The Unanchoring Risk
Kashkari reserved particular concern for the risk of inflation expectations becoming unmoored from their historical anchor. Once households and businesses stop believing prices will return to normal, he argued, the Fed would face a far steeper climb to regain control. Acting decisively now, he suggested, is far preferable to deploying more aggressive tools later. That framing signals the Fed is unlikely to pivot toward rate cuts in the near term, even if job creation remains healthy.
Background: A Five-Year Inflation Overshoot
The Fed has wrestled with above-target inflation for more than five years. The initial surge traced back to supply chain disruptions during the Covid-19 pandemic, followed by energy and commodity shocks tied to the war in Ukraine. Subsequent waves of tariff-driven cost increases compounded the problem. Kashkari noted that geopolitical tensions, including conflict involving Iran, have continued to fuel global price pressures, keeping policymakers in reactive mode.

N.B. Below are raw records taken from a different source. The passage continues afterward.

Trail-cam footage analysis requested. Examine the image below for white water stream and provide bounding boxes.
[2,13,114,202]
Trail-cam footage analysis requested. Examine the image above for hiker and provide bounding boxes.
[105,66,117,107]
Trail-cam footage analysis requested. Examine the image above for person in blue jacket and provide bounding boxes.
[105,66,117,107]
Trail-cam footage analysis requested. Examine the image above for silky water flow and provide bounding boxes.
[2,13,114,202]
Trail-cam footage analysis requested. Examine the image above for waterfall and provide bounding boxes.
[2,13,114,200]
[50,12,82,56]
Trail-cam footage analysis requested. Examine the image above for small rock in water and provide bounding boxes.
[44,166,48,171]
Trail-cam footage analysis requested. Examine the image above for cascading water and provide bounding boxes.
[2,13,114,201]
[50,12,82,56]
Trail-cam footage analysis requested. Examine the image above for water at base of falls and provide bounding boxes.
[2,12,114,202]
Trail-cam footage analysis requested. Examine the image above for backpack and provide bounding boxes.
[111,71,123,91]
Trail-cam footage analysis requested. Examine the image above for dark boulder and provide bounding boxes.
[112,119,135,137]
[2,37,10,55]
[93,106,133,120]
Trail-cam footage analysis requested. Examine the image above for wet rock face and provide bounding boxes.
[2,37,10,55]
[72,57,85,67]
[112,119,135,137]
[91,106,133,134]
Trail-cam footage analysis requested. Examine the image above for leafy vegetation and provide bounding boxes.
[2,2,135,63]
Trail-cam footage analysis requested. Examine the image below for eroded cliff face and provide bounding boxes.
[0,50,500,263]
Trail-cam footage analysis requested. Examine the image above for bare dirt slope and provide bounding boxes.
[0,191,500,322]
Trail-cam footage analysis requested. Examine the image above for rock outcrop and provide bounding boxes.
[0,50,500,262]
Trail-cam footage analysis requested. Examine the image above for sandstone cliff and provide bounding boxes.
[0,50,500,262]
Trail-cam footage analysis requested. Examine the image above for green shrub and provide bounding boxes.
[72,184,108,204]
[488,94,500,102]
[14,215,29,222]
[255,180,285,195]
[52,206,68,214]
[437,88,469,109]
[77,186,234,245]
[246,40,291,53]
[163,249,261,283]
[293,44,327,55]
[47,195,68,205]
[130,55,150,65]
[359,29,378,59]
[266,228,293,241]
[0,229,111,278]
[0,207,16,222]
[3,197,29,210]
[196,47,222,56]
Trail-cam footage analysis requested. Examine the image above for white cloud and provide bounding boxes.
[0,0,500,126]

Energy and Fertilizer Now in the Spotlight
On current drivers, Kashkari pointed to rising energy and fertilizer costs as the dominant forces pushing prices higher. Both inputs feed directly into food production and logistics, meaning their effects ripple broadly across the wider economy. He said he would be watching closely for signs that elevated energy prices are seeping into other categories beyond fuel and food. If that transmission accelerates, it would likely intensify pressure on the Fed to act more forcefully.
The Minneapolis Fed chief’s comments add weight to expectations that the central bank will hold rates steady at its next meeting. Markets had been hoping for relief, but Kashkari’s framing leaves little room for near-term easing.